All I was suggesting was saving your unused subscriptions for a rainy day. I don’t know any doctor that will simply subscribe pain killers for no good reason. Most doctors receive information on what medications you picked up at your local pharmacy, so it’s increasing difficult to “kite” doctors for pain medication. Now I did not come up with the idea to save my medication I don’t immediately use, My DOCTOR suggested it. All my medication I save is related to my condition, and I have every right to save it for when I need it. All my doctors are informed on when and what medication I use.

Now back to the subject - getting a referral to a pain specialist for PsA can be difficult. There are other things such as steroids that wi give you relief, but those can cause rebound flares and typical harsh on hour blood sugar.

The number one reason biologics fail is because patients do not see immediate results. It takes at least 4 - 6 weeks to see full results for Humira. I would suggest giving it at least that long before trying another biologic.

I have been on humira for a year already.

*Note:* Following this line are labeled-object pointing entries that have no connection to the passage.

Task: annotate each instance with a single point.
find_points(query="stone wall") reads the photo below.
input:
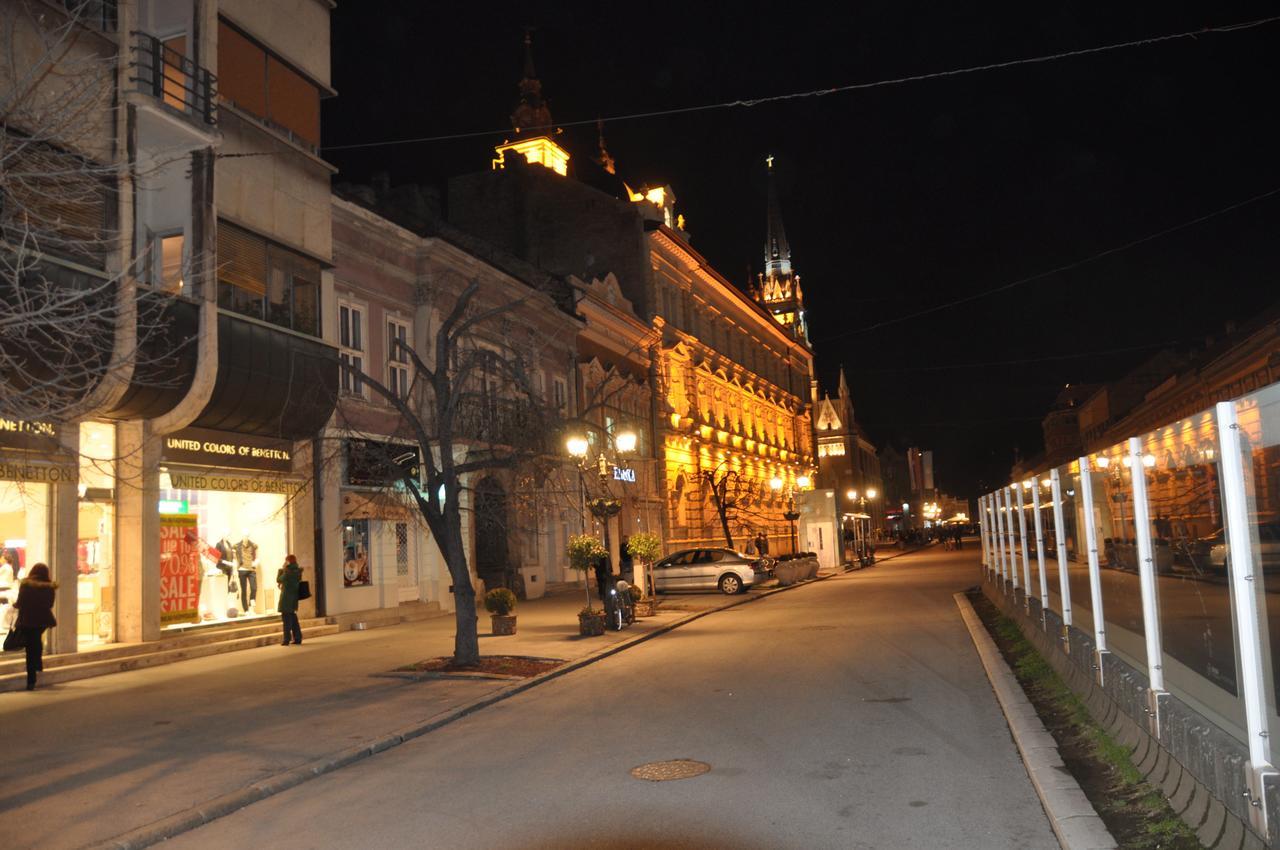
(1198, 767)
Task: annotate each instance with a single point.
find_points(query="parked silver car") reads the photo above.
(1269, 543)
(707, 570)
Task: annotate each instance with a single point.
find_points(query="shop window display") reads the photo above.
(23, 537)
(95, 539)
(355, 558)
(241, 542)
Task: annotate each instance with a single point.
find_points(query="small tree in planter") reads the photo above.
(583, 552)
(501, 602)
(645, 547)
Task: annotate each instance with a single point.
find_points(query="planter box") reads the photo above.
(787, 572)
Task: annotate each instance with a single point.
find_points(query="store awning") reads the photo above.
(165, 361)
(270, 382)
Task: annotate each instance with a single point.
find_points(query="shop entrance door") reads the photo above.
(490, 519)
(823, 543)
(406, 563)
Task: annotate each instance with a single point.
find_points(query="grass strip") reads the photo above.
(1134, 810)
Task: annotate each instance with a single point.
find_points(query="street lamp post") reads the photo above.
(580, 449)
(790, 515)
(863, 524)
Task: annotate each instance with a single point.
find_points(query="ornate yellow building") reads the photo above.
(735, 400)
(730, 373)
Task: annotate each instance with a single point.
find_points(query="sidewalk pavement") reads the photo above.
(155, 752)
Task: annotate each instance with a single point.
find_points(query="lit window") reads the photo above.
(560, 394)
(170, 264)
(397, 359)
(351, 339)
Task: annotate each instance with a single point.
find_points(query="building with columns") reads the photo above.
(170, 493)
(848, 462)
(732, 373)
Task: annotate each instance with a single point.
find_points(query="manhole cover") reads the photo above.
(672, 769)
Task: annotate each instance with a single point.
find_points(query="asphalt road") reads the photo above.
(848, 713)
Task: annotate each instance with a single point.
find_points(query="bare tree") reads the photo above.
(731, 494)
(73, 329)
(471, 407)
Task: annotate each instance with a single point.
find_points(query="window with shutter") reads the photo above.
(265, 280)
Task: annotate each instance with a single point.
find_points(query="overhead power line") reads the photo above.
(746, 103)
(1019, 361)
(1050, 273)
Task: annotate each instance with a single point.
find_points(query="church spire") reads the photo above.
(778, 288)
(531, 112)
(531, 122)
(777, 251)
(603, 160)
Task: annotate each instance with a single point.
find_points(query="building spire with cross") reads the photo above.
(531, 122)
(778, 289)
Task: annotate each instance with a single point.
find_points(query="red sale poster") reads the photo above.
(179, 569)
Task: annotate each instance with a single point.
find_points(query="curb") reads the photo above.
(210, 810)
(1073, 818)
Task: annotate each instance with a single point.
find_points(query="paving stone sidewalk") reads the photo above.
(106, 755)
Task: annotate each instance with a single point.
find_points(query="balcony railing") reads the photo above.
(174, 80)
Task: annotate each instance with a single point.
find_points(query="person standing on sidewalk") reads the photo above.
(287, 580)
(35, 607)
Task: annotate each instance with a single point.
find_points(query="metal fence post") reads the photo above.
(1005, 567)
(1246, 589)
(1022, 537)
(1147, 581)
(983, 528)
(1040, 544)
(1091, 544)
(1060, 537)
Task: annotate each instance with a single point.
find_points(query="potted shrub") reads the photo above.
(645, 547)
(501, 602)
(590, 621)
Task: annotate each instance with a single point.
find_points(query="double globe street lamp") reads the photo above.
(580, 449)
(790, 515)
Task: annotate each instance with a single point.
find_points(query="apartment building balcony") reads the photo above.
(177, 99)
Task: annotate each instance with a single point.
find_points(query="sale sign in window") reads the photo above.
(179, 569)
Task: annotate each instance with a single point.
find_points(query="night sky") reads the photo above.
(896, 199)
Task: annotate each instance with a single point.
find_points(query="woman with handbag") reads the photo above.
(288, 580)
(35, 607)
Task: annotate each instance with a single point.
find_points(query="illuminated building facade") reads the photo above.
(777, 288)
(848, 461)
(731, 373)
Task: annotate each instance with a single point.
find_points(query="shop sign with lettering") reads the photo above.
(204, 447)
(227, 483)
(28, 437)
(379, 464)
(179, 569)
(37, 473)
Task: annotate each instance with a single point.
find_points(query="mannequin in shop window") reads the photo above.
(227, 560)
(8, 590)
(246, 565)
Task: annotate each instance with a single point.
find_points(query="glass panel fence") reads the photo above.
(1258, 417)
(1042, 485)
(1077, 557)
(1196, 622)
(1118, 553)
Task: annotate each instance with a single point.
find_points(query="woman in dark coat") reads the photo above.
(287, 580)
(35, 607)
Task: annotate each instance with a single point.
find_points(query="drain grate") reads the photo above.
(670, 769)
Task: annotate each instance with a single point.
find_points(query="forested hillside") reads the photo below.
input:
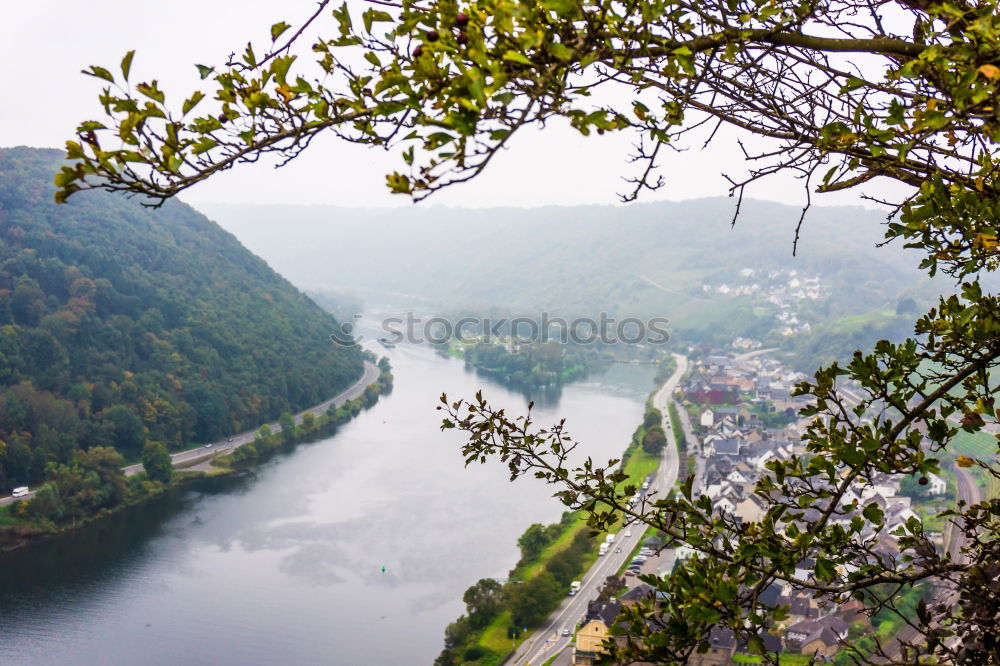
(121, 324)
(681, 260)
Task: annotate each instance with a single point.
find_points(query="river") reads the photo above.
(284, 564)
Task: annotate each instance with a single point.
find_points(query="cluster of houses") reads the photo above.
(785, 289)
(746, 416)
(809, 629)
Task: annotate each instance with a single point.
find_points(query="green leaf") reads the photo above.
(277, 29)
(100, 73)
(191, 102)
(374, 16)
(516, 56)
(127, 64)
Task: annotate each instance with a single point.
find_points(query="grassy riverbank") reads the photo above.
(569, 551)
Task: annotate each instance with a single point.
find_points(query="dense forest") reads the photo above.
(684, 261)
(122, 324)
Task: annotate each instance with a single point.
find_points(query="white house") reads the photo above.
(936, 485)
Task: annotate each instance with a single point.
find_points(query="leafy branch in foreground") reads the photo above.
(911, 389)
(841, 94)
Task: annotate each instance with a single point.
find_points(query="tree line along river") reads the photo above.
(284, 564)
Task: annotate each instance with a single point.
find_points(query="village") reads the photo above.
(741, 414)
(784, 290)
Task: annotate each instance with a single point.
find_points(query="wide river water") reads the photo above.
(284, 565)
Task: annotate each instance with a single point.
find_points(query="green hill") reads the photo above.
(681, 260)
(121, 324)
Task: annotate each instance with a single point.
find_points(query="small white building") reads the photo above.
(936, 485)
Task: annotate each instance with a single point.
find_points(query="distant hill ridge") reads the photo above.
(643, 259)
(120, 324)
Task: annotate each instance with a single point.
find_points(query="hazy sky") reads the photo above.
(47, 42)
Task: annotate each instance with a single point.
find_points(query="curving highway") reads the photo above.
(547, 640)
(208, 451)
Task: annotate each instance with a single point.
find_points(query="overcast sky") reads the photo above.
(47, 42)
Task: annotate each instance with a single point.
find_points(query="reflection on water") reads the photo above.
(284, 564)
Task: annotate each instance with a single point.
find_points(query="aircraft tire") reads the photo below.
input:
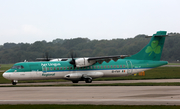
(75, 81)
(88, 80)
(14, 83)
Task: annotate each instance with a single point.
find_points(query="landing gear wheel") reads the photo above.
(88, 80)
(75, 81)
(14, 83)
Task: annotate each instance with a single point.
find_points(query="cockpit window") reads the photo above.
(17, 67)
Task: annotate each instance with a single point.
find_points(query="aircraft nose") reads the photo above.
(5, 75)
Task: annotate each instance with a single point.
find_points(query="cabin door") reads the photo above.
(129, 66)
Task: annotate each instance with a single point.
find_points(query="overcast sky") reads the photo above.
(37, 20)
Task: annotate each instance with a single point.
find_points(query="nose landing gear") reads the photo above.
(14, 82)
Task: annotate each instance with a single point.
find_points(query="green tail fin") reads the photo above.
(153, 50)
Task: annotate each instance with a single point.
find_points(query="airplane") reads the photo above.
(88, 68)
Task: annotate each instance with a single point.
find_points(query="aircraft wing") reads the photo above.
(101, 59)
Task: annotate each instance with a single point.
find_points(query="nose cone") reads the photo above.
(6, 75)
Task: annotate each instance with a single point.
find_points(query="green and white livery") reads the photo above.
(88, 68)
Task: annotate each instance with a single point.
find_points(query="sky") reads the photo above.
(28, 21)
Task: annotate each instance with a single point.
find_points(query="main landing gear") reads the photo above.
(14, 82)
(87, 79)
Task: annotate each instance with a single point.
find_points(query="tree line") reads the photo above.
(84, 47)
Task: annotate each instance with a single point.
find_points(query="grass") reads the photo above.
(157, 73)
(54, 106)
(174, 63)
(112, 84)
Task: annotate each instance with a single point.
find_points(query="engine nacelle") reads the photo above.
(83, 62)
(73, 76)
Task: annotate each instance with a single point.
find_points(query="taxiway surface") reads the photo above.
(105, 95)
(101, 82)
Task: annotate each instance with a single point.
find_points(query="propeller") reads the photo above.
(73, 62)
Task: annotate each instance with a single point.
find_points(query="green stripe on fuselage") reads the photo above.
(66, 66)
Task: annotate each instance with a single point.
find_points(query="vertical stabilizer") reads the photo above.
(153, 50)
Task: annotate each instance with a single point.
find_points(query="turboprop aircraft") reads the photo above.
(88, 68)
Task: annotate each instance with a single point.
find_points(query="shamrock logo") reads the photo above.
(153, 48)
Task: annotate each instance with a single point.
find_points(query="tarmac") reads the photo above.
(96, 95)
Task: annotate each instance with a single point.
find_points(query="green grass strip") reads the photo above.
(54, 106)
(113, 84)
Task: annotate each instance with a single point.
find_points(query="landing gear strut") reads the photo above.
(88, 80)
(14, 82)
(75, 81)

I tried steroids and it caused a major flare in my psoriasis and doctor isn’t helping much with finding another treatment plan

Have you asked for the referral like tntlamb suggested?

It can be difficult to get your doctor to listen when you don’t have much swelling. However, that does not mean your disease is not active. There are other biologics out there besides Humira that are approve for either or both RA and PsA.

I think you need to convince your Rhumy that your disease is active and try other treatments or seek another Rhumy if they are not listening. I am going to have to agree with tntlamb - pain meds is not the path to take. If you your disease is not under control you risk un reversible damage to your joints. Use the pain meds for the days you absolutely need them. Maybe set an appointment with your GP and see what he thinks. He maybe willing to get you some temporary meds for the time being.

The problem is my gp didn’t believe I had arthritis at all! I’m only 19 so they don’t take me seriously. I need new doctors I guess.

Hi Megan Marie,
First I think you’re a champ for dealing with this at 19. Second, I wonder if it would help you to have someone help advocate for you. At 19 with such a debilitating disease that is misunderstood outside the rheumatology specialization (and sometimes even within it) it might be time for you to bring some reinforcements to your appointments. I don’t know whether this could be a family member, but my take is that if you had an older adult with you, you may get some traction.

I know a lot of people on this site take very careful notes with them to their appointments. They track their swelling, pain, psoriasis, and so on, and they talk their physician through their symptoms. This might be a way to demonstrate the extent of your pain to your rheumy.

It isn’t fair that you’re not being believed by professionals but I do think there’s so much fear about overprescribing pain meds that some doctors might not take you seriously. Further, I don’t think it’s fair that you might need reinforcements in the doctor’s office to make your case, but if it gets you the outcome that’s right for you, go for it.

Good luck!

If they didn't believe you, they would be a lot more liklry to give you a bottle of T-3 and send you on your way than 30 grand worth of Humira........... Somehow you are either missing something or there needs to be some communication. Most folks are lucky to see a Rheumy a couple time a year let alone every two eeeks.